The cost of resisting that cycle is real. Turning down work, especially in a volume-driven industry, comes with uncertainty. But for Tamhankar, the alternative is worse. “Sometimes saying no means you won’t work for a while,” she says. “But there is no other way if you want to do different things.”
She recalls a stretch where she chose not to take up projects because they offered nothing new. “For three years, I did nothing. Because I was being offered the same kind of roles.” That decision, she insists, is not about being selective for the sake of it. It is about survival as a performer. “At the very least, I want my next release to feel different from the last one.”

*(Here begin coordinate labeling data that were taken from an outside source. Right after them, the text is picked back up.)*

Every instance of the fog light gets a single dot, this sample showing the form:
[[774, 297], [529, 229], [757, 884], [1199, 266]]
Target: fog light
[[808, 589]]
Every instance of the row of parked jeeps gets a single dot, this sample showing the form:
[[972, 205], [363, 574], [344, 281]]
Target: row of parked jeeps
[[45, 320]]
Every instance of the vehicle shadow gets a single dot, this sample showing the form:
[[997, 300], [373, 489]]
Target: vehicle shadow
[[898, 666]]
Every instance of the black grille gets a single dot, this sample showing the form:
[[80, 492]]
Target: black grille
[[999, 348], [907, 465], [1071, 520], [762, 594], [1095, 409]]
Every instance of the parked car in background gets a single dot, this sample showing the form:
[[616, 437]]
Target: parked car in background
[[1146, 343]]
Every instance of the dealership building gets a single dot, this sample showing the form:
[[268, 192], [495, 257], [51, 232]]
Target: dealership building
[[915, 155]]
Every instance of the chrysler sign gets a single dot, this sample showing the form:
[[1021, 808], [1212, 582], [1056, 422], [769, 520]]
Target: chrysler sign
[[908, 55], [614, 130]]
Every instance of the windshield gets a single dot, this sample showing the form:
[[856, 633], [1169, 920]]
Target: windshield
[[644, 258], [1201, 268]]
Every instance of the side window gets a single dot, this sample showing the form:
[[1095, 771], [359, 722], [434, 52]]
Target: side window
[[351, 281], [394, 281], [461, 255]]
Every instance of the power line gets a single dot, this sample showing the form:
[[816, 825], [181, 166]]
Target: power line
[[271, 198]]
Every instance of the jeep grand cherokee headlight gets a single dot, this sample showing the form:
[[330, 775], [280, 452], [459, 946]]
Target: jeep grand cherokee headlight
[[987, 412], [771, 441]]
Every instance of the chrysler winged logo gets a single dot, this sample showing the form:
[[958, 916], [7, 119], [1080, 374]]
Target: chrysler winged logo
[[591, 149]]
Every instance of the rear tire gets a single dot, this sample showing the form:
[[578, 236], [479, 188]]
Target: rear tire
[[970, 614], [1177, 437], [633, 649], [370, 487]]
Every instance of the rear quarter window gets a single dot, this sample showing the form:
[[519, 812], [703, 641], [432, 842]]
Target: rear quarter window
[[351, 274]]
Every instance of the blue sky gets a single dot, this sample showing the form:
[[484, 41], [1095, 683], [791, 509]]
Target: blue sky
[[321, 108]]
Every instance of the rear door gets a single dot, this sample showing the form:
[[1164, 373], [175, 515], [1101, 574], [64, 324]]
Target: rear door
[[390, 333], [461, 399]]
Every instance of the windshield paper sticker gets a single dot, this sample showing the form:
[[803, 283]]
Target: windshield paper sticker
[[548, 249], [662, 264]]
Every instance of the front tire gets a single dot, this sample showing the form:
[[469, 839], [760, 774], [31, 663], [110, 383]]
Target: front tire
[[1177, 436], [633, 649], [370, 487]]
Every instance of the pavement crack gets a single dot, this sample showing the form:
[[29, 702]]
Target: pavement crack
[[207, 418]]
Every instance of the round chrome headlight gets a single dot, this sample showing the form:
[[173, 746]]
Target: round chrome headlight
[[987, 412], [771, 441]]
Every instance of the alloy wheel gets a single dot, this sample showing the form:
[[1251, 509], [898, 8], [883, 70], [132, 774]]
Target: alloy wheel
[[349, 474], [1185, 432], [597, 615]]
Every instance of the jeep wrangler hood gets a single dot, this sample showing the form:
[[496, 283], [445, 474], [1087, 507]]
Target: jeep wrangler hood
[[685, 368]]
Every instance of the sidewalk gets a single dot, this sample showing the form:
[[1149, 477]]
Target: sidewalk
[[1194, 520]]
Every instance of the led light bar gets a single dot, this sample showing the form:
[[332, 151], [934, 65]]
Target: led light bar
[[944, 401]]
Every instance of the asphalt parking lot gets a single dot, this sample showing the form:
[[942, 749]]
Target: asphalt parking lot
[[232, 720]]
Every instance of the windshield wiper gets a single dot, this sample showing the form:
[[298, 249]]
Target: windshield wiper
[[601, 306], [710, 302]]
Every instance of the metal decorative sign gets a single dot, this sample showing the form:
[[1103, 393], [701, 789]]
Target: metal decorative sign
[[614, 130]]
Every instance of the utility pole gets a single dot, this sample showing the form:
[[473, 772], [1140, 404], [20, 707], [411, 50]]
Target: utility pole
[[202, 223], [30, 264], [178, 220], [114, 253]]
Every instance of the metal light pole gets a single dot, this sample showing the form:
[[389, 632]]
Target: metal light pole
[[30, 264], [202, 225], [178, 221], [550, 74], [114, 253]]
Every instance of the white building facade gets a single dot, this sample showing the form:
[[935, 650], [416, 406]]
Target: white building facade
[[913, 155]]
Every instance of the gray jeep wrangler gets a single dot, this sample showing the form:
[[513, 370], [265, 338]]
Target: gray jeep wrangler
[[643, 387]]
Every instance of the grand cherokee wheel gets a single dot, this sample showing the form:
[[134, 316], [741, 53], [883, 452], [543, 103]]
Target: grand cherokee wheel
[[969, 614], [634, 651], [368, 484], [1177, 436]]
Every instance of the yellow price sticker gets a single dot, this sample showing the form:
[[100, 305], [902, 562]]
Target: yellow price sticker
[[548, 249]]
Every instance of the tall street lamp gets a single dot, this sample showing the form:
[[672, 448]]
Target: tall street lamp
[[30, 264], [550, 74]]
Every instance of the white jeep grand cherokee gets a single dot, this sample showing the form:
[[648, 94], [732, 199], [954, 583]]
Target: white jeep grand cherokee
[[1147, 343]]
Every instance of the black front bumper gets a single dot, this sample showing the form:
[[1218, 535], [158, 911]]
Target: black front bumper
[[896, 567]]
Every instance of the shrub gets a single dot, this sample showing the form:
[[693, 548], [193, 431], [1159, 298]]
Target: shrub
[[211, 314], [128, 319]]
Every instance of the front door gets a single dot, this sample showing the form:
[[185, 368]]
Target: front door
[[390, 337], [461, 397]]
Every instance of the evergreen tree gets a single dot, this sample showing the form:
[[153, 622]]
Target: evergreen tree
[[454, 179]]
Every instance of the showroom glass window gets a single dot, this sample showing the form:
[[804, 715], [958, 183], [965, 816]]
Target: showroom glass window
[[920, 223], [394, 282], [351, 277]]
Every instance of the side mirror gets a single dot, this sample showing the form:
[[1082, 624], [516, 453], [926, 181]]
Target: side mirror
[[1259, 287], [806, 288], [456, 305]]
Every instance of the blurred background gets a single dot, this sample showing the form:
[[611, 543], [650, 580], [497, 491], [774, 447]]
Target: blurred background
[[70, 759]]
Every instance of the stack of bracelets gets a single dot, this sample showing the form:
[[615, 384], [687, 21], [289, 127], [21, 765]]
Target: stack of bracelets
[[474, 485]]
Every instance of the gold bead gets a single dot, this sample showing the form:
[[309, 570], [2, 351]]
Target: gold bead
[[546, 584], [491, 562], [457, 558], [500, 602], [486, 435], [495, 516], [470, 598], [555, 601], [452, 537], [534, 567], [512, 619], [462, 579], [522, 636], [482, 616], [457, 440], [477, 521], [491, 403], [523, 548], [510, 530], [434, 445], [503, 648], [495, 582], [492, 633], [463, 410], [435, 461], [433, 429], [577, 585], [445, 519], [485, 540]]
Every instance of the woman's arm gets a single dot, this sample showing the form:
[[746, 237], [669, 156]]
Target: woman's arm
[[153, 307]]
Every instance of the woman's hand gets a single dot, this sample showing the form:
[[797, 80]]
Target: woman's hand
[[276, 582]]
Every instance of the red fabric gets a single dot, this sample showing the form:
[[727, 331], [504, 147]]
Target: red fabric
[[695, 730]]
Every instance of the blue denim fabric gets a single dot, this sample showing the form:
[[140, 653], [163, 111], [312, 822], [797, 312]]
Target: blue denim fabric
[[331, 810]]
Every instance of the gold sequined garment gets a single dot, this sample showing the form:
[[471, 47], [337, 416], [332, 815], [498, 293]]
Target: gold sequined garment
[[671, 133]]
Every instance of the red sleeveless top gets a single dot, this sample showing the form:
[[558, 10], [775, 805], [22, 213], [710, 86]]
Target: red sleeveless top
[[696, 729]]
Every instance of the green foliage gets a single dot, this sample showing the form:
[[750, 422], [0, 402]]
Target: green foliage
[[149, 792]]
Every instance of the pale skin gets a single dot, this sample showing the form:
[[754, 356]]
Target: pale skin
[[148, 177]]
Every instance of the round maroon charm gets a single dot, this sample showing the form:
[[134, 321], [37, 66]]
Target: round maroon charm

In an ecosystem increasingly driven by packaging, positioning and perception, Tamhankar’s approach remains blunt. “Doing is proving,” she says. For her, the idea of pitching oneself in a room has limits. The real currency is still the work. “If something scares me or challenges me, I go and do it first.”
That instinct led her to projects others questioned, including her digital outing “B.E. Rojgaar.” At a time when YouTube was not seen as a serious space for actors with an established body of work, she leaned into it. “People told me, ‘Why are you doing YouTube?’” she recalls. “But I saw it as a chance to shed my old skin and become something new.”
It is a pattern that defines her career. No fixed trajectory, no long-term blueprint. Just movement. “I don’t have a plan,” she says. “I flow. Work generates work.”
Calling Out the System
Sai Tamhankar is equally direct about what she sees as flawed industry trends, particularly the growing emphasis on social media metrics in casting decisions. “You are being cast according to your followers,” she says. “I think that’s a very problematic trend.”
She does not deny its presence, but she refuses to align with it. “If you are good at your job, you will get work,” she adds. “PR cannot replace that.”
It is a stance that comes with its own risks, especially in a system where visibility often dictates opportunity. But Tamhankar seems uninterested in playing that game. “These trends come and go,” she says. “What stays is your work.”
Within this context, “Matka King” becomes more than just another project. It is a space where Tamhankar finds alignment between intent and execution.
Working with Nagraj Manjule, Sai Tamhankar says, eliminates a lot of the usual friction that comes with performance. “There is very little to manage when he is directing,” she says. “He understands human relationships far better than most of us.”
That understanding feeds directly into Barkha’s arc, a character shaped by her exposure to power and her eventual rejection of it. “She goes through this noise of money, fame and control,” Tamhankar says. “But she realizes that her voice matters more.”
It is a journey that mirrors the kind of roles she is actively seeking out now. “I like women with spine,” she says. “I don’t want to play characters who are helpless.”